Search code examples
wekaj48

What does the useLaplace parameter do in the WEKA j48 algorithm?


I am mining on a dataset using the j48 tree algorithm.

I have been trying to understand what the useLaplace parameter does. The only thing I have to go by is this:

Whether counts at leaves are smoothed based on LapLace

which is just the documentation which WEKA has provided. I have some questions about this though:

  1. What are counts at leaves?
  2. What is smoothing?
  3. What is LapLace? Is it an algorithm used for smoothing?

Everything I have found online doesn't really go into detail about what this parameter is actually doing, rather just explains that it "turns on Laplace smoothing."


Solution

  • Provost and Domingos found that frequency smoothing of the leaf probability estimates, such as Laplace correction, significantly enhances the performance of the decision tree.
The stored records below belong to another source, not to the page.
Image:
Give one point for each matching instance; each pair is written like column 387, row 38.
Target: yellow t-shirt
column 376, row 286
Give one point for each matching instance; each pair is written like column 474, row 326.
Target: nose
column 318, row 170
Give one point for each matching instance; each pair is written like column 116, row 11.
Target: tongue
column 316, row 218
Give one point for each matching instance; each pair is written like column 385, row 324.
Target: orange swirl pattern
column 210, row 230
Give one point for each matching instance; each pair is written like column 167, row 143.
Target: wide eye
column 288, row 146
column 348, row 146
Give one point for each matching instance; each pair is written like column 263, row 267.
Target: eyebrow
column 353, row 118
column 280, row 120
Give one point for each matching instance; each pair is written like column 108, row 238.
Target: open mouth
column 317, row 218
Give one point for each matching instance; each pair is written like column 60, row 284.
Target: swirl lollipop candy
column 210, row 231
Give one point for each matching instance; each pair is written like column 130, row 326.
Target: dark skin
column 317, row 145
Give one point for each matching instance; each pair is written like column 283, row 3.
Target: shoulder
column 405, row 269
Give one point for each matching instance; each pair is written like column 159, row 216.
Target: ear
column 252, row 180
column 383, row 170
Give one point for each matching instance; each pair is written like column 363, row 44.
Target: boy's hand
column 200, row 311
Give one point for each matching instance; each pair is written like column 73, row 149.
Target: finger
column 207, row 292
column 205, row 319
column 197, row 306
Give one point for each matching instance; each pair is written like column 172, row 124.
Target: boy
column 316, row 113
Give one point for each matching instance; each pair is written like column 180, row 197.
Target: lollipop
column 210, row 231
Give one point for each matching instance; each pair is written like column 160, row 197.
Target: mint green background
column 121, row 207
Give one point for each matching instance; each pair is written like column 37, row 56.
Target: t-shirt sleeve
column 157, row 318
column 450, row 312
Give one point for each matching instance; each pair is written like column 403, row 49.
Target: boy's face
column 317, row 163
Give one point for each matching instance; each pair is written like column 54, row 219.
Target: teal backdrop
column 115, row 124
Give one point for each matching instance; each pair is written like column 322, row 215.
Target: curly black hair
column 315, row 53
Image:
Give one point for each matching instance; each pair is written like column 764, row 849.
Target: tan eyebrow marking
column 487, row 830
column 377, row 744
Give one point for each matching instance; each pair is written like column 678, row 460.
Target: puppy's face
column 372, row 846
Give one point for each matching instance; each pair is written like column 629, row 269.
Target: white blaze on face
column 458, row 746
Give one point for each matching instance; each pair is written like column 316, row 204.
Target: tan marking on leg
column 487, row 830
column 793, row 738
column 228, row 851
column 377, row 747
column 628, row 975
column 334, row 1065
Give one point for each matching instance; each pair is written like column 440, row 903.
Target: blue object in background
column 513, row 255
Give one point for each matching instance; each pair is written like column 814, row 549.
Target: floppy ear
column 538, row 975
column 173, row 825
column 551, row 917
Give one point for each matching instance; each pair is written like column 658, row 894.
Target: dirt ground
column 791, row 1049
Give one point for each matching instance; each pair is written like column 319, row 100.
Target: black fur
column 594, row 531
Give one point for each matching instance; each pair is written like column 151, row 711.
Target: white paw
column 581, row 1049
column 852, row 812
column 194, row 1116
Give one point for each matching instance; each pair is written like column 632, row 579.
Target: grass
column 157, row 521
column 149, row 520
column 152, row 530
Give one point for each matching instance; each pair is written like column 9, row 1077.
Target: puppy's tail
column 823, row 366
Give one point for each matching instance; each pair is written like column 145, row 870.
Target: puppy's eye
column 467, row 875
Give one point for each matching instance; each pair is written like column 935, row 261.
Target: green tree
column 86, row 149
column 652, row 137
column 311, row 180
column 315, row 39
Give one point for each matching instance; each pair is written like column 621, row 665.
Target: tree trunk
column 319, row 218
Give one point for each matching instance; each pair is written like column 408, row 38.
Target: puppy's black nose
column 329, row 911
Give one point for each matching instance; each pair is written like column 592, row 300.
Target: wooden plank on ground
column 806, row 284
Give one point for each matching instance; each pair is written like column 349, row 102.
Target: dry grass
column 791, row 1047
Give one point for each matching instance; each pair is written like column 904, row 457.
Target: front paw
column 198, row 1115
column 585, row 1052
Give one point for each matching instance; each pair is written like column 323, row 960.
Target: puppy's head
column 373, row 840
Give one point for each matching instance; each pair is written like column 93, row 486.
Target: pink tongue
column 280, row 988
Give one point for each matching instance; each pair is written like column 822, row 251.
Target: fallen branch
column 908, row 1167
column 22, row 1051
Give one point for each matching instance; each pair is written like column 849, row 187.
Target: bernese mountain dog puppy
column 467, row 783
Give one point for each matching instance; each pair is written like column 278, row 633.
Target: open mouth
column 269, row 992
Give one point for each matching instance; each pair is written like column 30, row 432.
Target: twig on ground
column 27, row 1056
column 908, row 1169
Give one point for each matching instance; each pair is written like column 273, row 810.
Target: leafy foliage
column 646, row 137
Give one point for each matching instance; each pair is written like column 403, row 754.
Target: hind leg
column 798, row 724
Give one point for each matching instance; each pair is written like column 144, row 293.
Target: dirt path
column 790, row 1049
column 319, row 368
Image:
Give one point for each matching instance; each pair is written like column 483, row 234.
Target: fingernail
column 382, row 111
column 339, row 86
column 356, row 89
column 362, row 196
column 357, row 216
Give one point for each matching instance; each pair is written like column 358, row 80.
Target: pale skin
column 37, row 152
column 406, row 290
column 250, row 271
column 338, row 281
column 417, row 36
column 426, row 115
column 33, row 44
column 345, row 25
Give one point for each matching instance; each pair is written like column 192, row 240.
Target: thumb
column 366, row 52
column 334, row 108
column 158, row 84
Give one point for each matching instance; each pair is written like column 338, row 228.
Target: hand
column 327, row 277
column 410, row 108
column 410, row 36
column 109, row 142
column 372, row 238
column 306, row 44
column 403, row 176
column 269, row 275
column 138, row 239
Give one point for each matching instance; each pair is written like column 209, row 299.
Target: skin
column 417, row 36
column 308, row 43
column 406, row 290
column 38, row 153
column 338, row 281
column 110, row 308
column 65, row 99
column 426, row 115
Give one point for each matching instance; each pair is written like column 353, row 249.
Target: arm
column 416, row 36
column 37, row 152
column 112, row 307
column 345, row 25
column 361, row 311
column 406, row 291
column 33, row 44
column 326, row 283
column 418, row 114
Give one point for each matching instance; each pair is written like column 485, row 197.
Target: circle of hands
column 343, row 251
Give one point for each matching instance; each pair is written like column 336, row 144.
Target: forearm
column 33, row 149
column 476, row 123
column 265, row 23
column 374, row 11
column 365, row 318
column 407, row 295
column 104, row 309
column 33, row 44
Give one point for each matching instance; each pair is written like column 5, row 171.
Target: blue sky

From what i have read, counts at leaves (a.k.a leaf probability in my previous sentence) are used to determine probabilistic estimate which can be define by:

    P( to be class A | for attribute x) = TruePositive/(TruePositive + FalsePositive)

    Smoothing consist in reducing noise and error among the results in the tree in order to produce more accurate probabilistic estimate.

    Laplace is a frequency smoothing correction formula:

    PLaplace ( to be class A | for attribute x)= (T P + 1)/(T P + F P + C)

    where C is the number of clas in the dataset.